You see, to you guys, all that's important is that frames come out of the decoder as whole, unbroken 
streams. But to anyone who examines disc files (VOBs), the stuff on the disc is all we have to work 
with when trying to figure out a strategy for identifying the nature of the source. And the nature 
of the source is important.

Okay, to proceed. Soft telecined video is actually 23/1.001 frames per second of video even though 
the metadata tells the decoder to produce 30/1.001 FPS. Of course, the metadata is the key to how 
the stream 'teaches' the decoder how to telecine. MPV is smart enough to recognize 23/1.001 FPS data 
and to ignore the metadata and to play at 23/1.001 FPS. Ffmpeg can do the same thing (and thereby 
eliminate the need to transcode), but the ffmpeg user has to tell ffmpeg to do it.

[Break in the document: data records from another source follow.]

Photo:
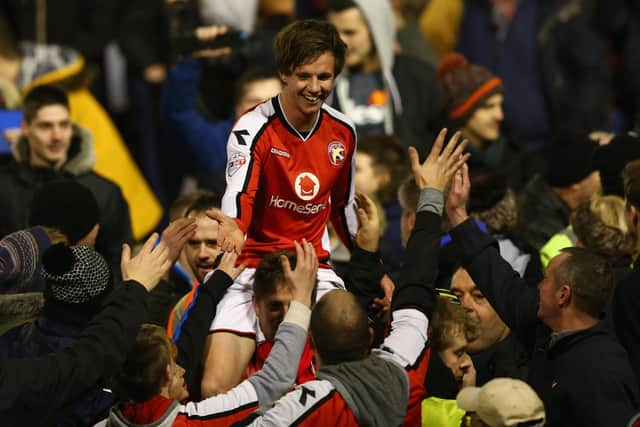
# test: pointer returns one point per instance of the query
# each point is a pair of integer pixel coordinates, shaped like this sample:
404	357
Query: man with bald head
383	386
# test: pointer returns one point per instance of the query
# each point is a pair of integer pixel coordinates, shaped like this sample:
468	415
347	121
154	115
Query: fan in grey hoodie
380	91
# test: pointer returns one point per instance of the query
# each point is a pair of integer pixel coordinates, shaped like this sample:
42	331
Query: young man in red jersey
289	172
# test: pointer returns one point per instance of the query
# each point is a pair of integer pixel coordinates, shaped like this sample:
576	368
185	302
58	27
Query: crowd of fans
318	212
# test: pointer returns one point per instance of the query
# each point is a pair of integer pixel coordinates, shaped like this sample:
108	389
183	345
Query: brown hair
144	372
270	272
183	202
304	41
502	216
204	202
600	224
450	320
340	328
631	175
408	194
9	48
591	279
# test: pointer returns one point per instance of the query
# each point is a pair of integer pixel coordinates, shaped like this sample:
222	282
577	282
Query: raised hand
387	286
176	235
230	237
302	280
148	266
228	265
440	165
456	204
368	235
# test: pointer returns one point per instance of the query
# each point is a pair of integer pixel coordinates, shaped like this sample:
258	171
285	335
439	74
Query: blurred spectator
502	402
474	99
495	352
85	25
546	53
545	203
382	92
451	333
440	23
77	282
143	38
598	224
411	40
51	148
494	203
29	65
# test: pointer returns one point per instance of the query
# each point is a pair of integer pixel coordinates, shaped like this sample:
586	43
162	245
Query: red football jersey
283	186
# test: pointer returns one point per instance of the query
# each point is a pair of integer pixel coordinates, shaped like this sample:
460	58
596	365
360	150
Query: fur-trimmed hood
82	156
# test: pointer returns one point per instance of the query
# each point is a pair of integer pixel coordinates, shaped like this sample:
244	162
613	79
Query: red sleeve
343	216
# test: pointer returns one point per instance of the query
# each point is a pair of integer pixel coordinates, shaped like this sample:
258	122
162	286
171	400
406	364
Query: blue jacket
45	336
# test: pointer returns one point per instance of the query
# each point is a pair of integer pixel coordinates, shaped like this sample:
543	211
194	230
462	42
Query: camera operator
207	139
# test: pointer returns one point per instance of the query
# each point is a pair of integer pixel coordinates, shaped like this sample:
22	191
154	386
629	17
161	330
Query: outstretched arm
63	376
198	318
515	301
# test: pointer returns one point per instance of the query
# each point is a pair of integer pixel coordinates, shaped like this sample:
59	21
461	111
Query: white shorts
235	311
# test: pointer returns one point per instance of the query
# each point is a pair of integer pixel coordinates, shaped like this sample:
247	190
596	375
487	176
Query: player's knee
212	386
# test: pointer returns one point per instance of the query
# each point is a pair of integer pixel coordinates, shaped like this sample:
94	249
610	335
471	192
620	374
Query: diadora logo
307	185
280	152
236	161
337	153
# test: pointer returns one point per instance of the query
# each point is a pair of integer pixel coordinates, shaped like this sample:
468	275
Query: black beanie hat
610	160
569	158
76	279
67	206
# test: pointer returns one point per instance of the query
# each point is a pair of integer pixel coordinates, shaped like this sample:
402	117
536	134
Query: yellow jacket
113	160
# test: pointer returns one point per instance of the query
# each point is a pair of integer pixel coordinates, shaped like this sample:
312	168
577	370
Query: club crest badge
307	185
236	161
337	153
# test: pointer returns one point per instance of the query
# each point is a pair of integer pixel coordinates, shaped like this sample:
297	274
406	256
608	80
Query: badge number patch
337	153
307	185
236	161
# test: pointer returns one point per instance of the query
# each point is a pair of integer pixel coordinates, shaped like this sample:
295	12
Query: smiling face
202	249
177	388
484	123
305	89
49	136
256	92
272	308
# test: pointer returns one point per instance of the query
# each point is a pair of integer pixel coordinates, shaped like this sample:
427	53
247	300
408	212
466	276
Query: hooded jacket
19	181
373	389
65	67
415	103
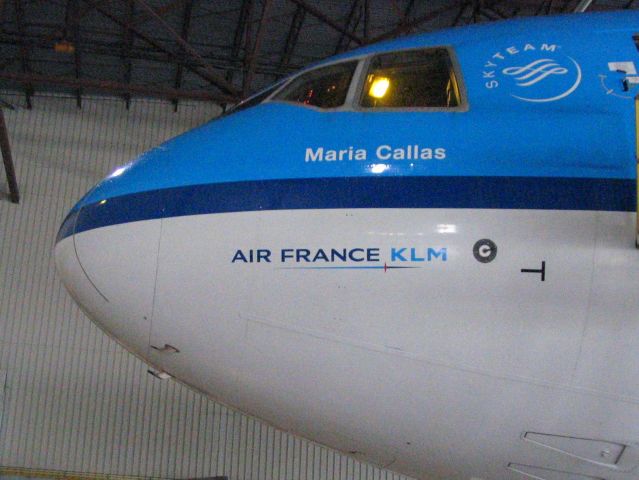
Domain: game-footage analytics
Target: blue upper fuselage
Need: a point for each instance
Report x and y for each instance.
(564, 141)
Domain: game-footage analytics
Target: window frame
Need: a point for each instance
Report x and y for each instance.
(454, 64)
(344, 107)
(356, 88)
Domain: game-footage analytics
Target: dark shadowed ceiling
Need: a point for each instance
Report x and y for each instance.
(220, 50)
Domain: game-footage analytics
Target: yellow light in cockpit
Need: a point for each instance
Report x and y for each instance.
(379, 87)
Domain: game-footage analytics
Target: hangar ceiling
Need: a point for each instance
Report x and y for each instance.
(212, 49)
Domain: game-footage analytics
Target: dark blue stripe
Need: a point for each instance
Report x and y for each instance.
(548, 193)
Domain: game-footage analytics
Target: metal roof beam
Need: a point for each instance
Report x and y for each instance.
(215, 78)
(73, 23)
(325, 19)
(7, 159)
(127, 47)
(292, 36)
(186, 26)
(57, 33)
(348, 27)
(24, 50)
(240, 31)
(402, 29)
(582, 6)
(211, 77)
(118, 88)
(257, 45)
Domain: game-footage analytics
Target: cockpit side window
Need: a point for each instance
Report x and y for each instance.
(422, 78)
(325, 87)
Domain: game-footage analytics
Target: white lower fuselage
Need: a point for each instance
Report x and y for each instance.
(435, 371)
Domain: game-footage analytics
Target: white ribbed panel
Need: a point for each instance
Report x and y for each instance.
(74, 399)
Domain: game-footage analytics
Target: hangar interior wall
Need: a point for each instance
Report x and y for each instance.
(75, 400)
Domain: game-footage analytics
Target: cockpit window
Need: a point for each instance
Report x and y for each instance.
(411, 79)
(323, 87)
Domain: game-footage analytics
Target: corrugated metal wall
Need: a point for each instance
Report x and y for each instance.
(74, 399)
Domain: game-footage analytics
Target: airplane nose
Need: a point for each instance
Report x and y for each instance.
(110, 270)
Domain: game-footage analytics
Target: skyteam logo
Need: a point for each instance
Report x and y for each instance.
(537, 73)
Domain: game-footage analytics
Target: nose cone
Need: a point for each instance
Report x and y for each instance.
(110, 270)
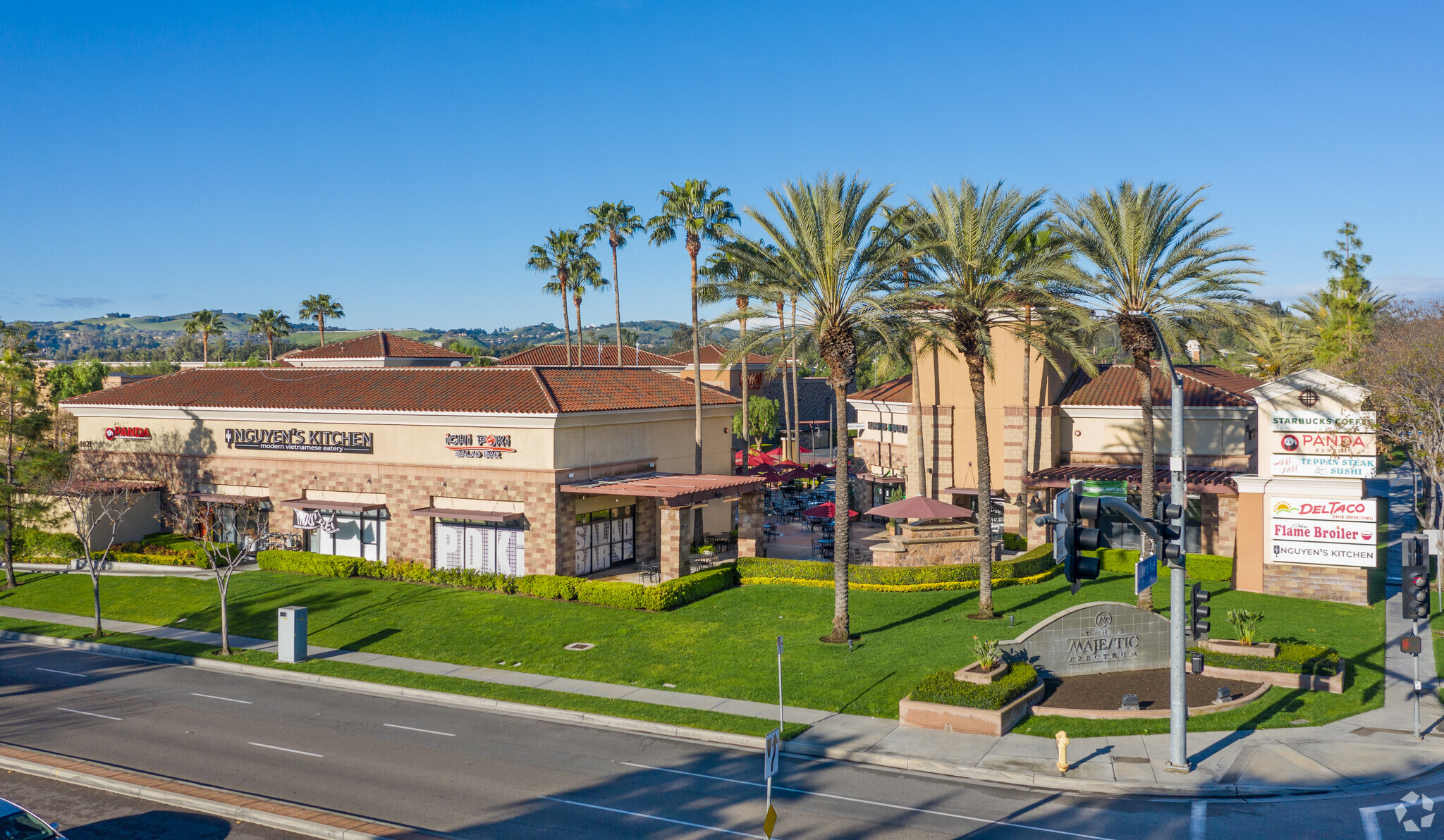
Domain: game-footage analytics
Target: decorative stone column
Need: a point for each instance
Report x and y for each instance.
(675, 542)
(749, 526)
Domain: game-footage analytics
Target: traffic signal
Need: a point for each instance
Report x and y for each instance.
(1170, 543)
(1197, 611)
(1416, 591)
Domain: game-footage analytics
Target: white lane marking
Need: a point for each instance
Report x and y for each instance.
(216, 698)
(286, 749)
(415, 729)
(654, 817)
(985, 820)
(92, 713)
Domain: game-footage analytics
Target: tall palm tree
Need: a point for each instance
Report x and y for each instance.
(836, 249)
(319, 308)
(704, 216)
(205, 323)
(587, 273)
(617, 221)
(272, 323)
(981, 286)
(559, 254)
(1150, 261)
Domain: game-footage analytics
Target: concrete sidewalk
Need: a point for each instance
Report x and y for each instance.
(1371, 749)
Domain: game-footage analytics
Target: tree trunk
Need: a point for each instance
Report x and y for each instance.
(797, 406)
(781, 331)
(1142, 373)
(840, 622)
(1027, 429)
(617, 292)
(747, 413)
(975, 377)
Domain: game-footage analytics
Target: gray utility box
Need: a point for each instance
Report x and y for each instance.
(290, 640)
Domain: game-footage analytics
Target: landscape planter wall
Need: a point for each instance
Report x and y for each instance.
(965, 719)
(1309, 681)
(1161, 712)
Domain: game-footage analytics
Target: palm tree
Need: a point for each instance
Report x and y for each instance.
(617, 221)
(704, 216)
(205, 323)
(319, 308)
(838, 250)
(982, 282)
(559, 254)
(1151, 264)
(272, 323)
(587, 272)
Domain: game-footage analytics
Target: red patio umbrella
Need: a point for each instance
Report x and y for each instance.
(826, 512)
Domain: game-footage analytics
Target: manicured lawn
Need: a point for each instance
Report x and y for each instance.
(694, 717)
(723, 646)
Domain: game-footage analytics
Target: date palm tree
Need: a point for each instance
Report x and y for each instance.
(836, 249)
(319, 308)
(617, 221)
(981, 285)
(1150, 261)
(704, 216)
(272, 323)
(561, 253)
(205, 323)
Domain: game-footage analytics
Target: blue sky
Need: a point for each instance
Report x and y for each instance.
(164, 158)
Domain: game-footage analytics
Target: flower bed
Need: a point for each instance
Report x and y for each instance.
(552, 586)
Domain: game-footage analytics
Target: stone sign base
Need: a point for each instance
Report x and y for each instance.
(965, 719)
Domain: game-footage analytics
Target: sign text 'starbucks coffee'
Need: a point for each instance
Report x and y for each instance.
(1094, 638)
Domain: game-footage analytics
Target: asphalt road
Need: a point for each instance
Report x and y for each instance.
(477, 774)
(88, 815)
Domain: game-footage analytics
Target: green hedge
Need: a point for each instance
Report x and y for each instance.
(1027, 564)
(1197, 566)
(1292, 658)
(946, 688)
(553, 586)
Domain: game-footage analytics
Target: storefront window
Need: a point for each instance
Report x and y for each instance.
(351, 534)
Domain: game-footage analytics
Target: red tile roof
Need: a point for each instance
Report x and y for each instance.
(589, 355)
(712, 354)
(376, 347)
(1204, 385)
(461, 390)
(898, 390)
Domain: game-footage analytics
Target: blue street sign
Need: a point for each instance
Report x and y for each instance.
(1146, 574)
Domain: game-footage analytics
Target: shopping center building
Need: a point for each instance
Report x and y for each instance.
(518, 469)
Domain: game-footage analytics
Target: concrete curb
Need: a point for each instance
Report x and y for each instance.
(403, 693)
(1063, 784)
(164, 797)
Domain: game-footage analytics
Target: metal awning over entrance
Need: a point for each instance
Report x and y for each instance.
(325, 505)
(465, 516)
(1199, 481)
(669, 490)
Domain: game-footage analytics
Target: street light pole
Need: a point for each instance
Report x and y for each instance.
(1177, 589)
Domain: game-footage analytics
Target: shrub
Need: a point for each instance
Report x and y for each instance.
(308, 563)
(614, 593)
(943, 687)
(694, 586)
(1029, 564)
(1197, 566)
(1292, 658)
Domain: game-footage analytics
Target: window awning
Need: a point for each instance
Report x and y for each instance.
(468, 516)
(324, 505)
(221, 498)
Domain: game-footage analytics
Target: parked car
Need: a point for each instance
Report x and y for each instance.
(19, 824)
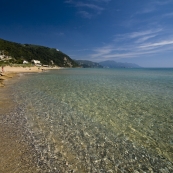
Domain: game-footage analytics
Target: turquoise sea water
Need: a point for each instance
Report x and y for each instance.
(100, 120)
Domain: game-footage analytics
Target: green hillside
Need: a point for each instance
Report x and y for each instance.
(19, 52)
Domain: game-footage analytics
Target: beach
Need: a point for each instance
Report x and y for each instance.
(87, 120)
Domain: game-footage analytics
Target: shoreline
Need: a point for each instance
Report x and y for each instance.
(16, 147)
(10, 72)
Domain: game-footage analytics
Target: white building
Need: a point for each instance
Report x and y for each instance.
(36, 62)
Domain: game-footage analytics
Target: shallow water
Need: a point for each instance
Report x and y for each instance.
(100, 120)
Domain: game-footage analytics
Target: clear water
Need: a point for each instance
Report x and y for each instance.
(100, 120)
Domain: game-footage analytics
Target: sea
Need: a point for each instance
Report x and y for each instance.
(100, 120)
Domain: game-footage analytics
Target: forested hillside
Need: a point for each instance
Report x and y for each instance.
(19, 52)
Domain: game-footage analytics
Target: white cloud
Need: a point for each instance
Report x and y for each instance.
(135, 44)
(88, 9)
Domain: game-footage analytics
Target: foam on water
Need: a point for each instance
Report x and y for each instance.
(100, 120)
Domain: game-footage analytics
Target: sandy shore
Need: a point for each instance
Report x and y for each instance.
(10, 72)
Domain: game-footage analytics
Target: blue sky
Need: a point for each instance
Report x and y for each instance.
(135, 31)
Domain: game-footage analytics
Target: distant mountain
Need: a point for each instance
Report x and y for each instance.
(113, 64)
(88, 64)
(28, 52)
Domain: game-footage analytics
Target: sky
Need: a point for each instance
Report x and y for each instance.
(134, 31)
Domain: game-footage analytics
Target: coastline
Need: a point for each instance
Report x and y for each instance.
(16, 146)
(10, 72)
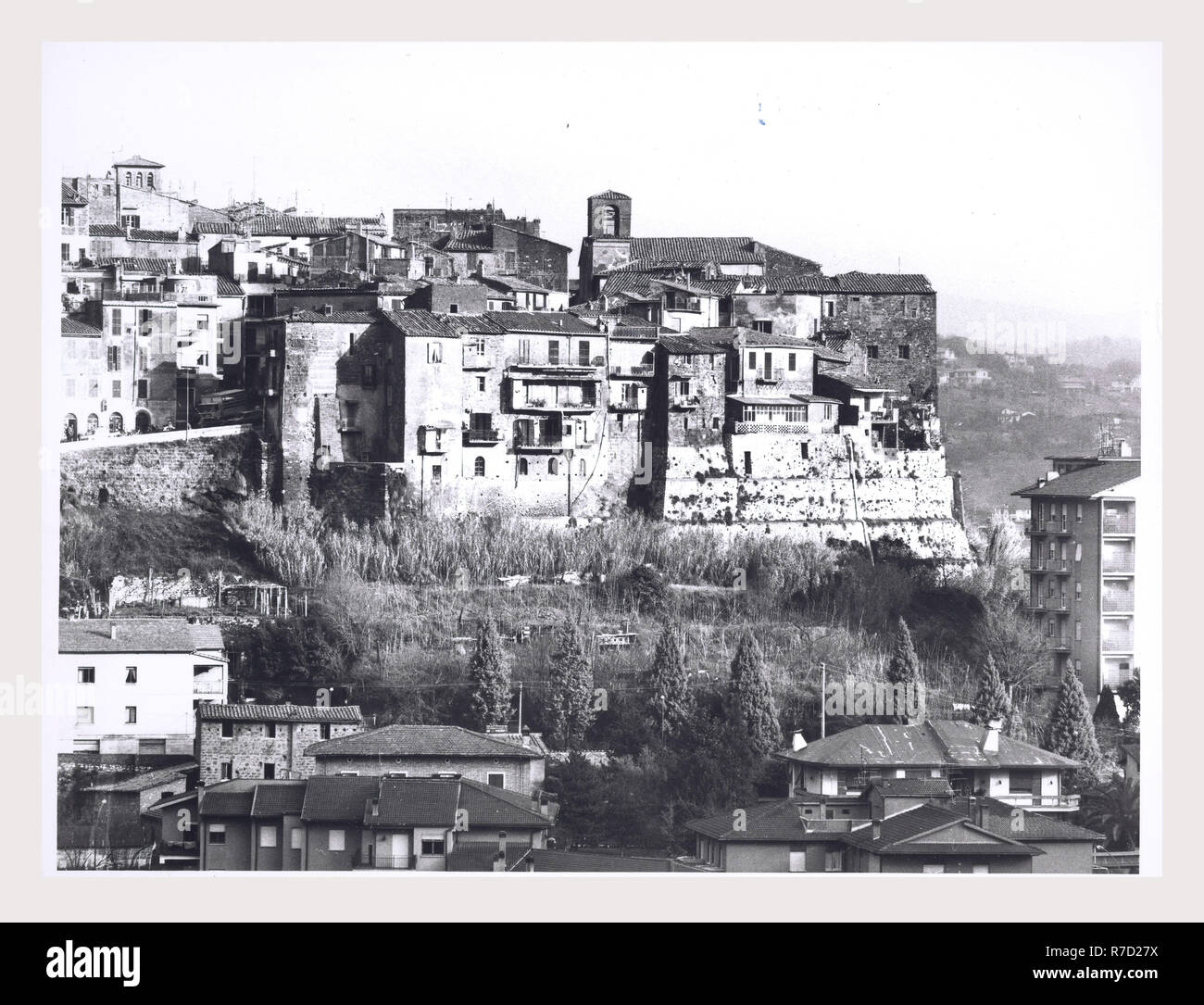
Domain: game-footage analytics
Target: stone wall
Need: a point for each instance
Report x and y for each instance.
(163, 472)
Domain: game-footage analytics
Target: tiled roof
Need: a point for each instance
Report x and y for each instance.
(413, 803)
(935, 743)
(338, 797)
(689, 345)
(79, 329)
(1087, 482)
(137, 634)
(287, 224)
(308, 317)
(256, 712)
(277, 798)
(71, 197)
(228, 798)
(721, 250)
(145, 780)
(418, 322)
(883, 283)
(137, 160)
(216, 226)
(157, 266)
(999, 817)
(406, 740)
(913, 787)
(555, 861)
(228, 286)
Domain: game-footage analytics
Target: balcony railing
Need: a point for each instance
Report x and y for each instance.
(1043, 802)
(482, 436)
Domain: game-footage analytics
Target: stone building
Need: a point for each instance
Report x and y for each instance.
(266, 742)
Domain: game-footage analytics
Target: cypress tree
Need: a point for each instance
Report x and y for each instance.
(992, 700)
(489, 675)
(571, 694)
(1071, 731)
(750, 698)
(904, 666)
(670, 697)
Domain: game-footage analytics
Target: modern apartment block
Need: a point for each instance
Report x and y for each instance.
(1083, 565)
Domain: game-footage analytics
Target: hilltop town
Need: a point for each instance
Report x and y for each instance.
(438, 556)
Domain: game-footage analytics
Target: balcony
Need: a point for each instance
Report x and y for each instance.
(482, 436)
(537, 442)
(1028, 800)
(646, 372)
(1120, 643)
(1121, 523)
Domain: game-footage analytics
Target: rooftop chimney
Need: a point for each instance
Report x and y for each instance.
(991, 740)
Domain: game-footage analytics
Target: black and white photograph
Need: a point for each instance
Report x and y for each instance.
(602, 458)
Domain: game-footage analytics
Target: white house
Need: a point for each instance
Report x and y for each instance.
(131, 685)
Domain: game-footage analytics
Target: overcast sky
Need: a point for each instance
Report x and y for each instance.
(1023, 180)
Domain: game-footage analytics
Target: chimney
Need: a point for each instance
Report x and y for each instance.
(991, 740)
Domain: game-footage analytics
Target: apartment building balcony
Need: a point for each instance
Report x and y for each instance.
(537, 442)
(1121, 525)
(1122, 643)
(645, 372)
(1047, 565)
(482, 437)
(1035, 802)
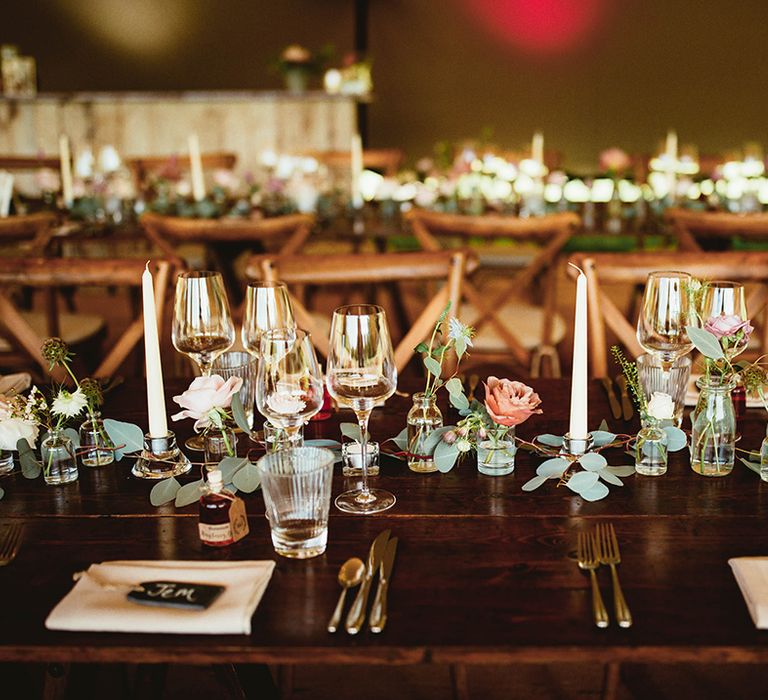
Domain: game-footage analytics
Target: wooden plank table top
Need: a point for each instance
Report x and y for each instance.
(485, 573)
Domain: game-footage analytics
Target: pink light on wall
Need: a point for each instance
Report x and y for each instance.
(540, 26)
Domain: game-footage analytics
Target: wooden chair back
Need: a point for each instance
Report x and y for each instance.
(52, 273)
(633, 269)
(380, 268)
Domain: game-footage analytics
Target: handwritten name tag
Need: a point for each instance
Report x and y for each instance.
(176, 594)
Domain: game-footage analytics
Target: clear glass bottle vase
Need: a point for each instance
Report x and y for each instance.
(423, 418)
(713, 428)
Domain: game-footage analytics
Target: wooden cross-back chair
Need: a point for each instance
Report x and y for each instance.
(694, 227)
(52, 273)
(529, 332)
(377, 268)
(603, 269)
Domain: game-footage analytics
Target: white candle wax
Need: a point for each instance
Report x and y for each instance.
(196, 168)
(66, 170)
(158, 423)
(357, 169)
(578, 422)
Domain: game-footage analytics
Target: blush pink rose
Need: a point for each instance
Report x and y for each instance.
(510, 403)
(205, 394)
(723, 326)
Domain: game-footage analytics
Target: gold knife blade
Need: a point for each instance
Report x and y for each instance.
(378, 618)
(356, 615)
(613, 399)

Okay, so what does this have to do with macroblocks? Well, I'm writing a video glossary and I want 
it to be complete. For example, think back to the controversy we've had regarding the meaning of 
"interlace". From your perspective, interlace is function that the decoder performs. From my 
perspective, interlace is a condition of the stream. From your perspective, it seems like I don't 
know what I'm talking about. From my perspective, it seems like ffmpeg developers are using sloppy 
nomenclature. We have both been right and wrong.

Studying macroblocks has shown me what your perspective is. To you, interlacing is what the decoder 
must do. Of course that's correct. To me (prior to studying macroblocks), interlacing was an 
architectural feature of the stream (program or transport), and saying that fields that are clearly 
deinterlaced in the stream are 'interlaced' just didn't make sense. Of course, your perspective is 
after decoding while my perspective is prior to decoding (because discs contain undecoded 
macroblocks!). I hope I've made myself clearly understood.

By the way, I have made pictures of all this stuff. Would you like to see them?

-- 
Racism is like roaches. When you switch on the light, they scurry.
But if you don't switch on the light, you don't know they're there.